Center yourself, per the instructions from Week #3. How does the decision look now? What’s different in your view?
Week Five: Frame it Larger
When we’re locked into a particular view of an interpersonal situation, we are usually convinced we’re right. Unfortunately, the other person is equally convinced that she’s right! Someone once wisely asked, "Would you rather be right or married?" It’s a reasonable question. Yet, giving up our story sometimes kicks in every survival instinct we have.
The authors of the wonderful book, Difficult Conversations, talk about entering such a conversation from the "third story." This requires finding a view of the situation that is neutral, accepting, and larger than either story separately. This new story transcends and includes both the individual stories. Neither person has to be made wrong, and the larger, more inclusive story provides a greater and more presence-based view.
Instead of "You said X and I say Y," the larger view begins with "You and I seem to see this in very different ways, and both of us are convinced we’re right. Yet, we have to come to agreement and move forward. How can we work together to bridge this gap?"
Consider a disagreement that you’ve had recently with someone. What’s your view? What’s the other person’s view? And, how can a larger view describe the overall situation such that no one is made wrong, and the disagreement is framed in a larger context more likely to lead to resolution?
Now, step into that larger view. Reside firmly in it, so that it becomes your felt perspective, rather than simply an intellectual construct. Let this be your truth in the situation.

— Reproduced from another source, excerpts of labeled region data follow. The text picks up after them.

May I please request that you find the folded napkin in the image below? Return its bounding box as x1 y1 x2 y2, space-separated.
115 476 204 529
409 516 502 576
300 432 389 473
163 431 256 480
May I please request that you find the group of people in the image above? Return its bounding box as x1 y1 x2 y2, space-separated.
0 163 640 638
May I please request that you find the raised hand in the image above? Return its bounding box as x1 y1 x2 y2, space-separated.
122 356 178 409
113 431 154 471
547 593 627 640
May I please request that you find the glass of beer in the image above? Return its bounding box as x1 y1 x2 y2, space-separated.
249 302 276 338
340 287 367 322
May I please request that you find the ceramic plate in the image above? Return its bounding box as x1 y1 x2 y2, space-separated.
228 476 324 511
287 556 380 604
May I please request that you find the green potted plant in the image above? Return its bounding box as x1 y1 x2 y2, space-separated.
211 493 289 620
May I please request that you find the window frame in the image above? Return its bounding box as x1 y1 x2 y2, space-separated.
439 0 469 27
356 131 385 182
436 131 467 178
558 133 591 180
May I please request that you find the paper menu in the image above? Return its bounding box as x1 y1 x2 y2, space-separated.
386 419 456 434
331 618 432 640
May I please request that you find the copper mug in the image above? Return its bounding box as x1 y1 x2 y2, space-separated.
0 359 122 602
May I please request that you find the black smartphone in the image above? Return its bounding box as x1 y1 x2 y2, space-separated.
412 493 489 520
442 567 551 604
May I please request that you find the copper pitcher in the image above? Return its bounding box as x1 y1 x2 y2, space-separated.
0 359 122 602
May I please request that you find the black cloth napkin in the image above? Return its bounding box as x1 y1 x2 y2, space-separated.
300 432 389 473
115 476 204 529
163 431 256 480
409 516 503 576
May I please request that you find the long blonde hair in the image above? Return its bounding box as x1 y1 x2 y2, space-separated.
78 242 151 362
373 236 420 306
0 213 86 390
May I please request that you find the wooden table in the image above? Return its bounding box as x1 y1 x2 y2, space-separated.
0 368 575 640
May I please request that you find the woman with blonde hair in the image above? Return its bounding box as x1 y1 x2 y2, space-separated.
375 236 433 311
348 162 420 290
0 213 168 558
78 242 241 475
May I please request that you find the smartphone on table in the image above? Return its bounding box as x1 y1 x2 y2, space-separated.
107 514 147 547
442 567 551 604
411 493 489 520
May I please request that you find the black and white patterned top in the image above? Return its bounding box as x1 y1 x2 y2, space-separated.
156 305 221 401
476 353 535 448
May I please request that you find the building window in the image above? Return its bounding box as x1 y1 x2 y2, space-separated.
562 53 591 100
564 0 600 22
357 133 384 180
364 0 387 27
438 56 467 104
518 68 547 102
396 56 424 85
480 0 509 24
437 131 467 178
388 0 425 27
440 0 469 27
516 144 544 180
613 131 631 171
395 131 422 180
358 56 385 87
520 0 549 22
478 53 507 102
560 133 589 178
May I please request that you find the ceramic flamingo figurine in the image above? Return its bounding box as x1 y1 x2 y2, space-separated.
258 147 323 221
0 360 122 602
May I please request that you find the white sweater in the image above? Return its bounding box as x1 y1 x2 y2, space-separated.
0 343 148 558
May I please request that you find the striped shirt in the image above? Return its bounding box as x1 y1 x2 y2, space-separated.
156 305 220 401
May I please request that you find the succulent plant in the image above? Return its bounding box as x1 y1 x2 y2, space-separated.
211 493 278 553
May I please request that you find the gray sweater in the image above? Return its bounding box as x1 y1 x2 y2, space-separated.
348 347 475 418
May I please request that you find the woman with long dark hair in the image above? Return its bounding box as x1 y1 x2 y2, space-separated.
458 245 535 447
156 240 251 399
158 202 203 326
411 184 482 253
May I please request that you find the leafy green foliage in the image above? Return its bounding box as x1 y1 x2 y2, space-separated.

Presence often results from the instantaneous recognition that a situation is bigger than we thought. There’s always a larger interpretation; finding it frees us from the restrictions of our usual view of a situation, and often reveals new possibilities for action.
Week Six: Orient to the Environment
I am an introvert. I know I’m in an extroverted line of work, and I really enjoy presenting to workshops and large audiences. Still, I really have to work with myself to show up and be authentic in front of an audience. My preference is to hang out at the refreshments table and eat cookies!
My anxiety is always most intense in the half hour before going on stage. Once I’m in it, it’s fun and easy. But, I can suffer during that last thirty minutes!
A helpful way to get myself present, relaxed, and ready is to orient myself to the surroundings. I survey the audience in advance, looking for friendly faces and people I know. I look around the room, noticing the lighting, the details of the décor, where I’m positioned in the room. When I go up on stage, I don’t jump right in. I take a few seconds to survey the audience from the podium, and to see what the room looks like from there. When I begin, I begin in a deliberate way.
This orienting is fundamental a biological process. When we constrict our attention to focus primarily on something that we’re anxious about, that anxiety tends to expand and fill our awareness even more. When we orient to the larger surroundings, our attention relaxes and softens, and the biological organism that is us feels safer, more resourceful, and more ready for whatever comes next.
Practice orienting. Next time you enter a meeting, for example, deliberately scan the room, taking in every person in there, and the surroundings as well. Let yourself relax into the surroundings, feeling that you belong there. See how it changes the feeling of being there.
Or, if you’re coming into a one-on-one conversation that might be challenging, orient yourself before and during the conversation. Let your attention broaden and soften to include other things than the person and agenda that are foremost. It’s not that you’re avoiding the person; you’re simply placing the person and the conversation in a broader context, and perhaps lowering the stakes a little so that you can be more relaxed and more resourceful.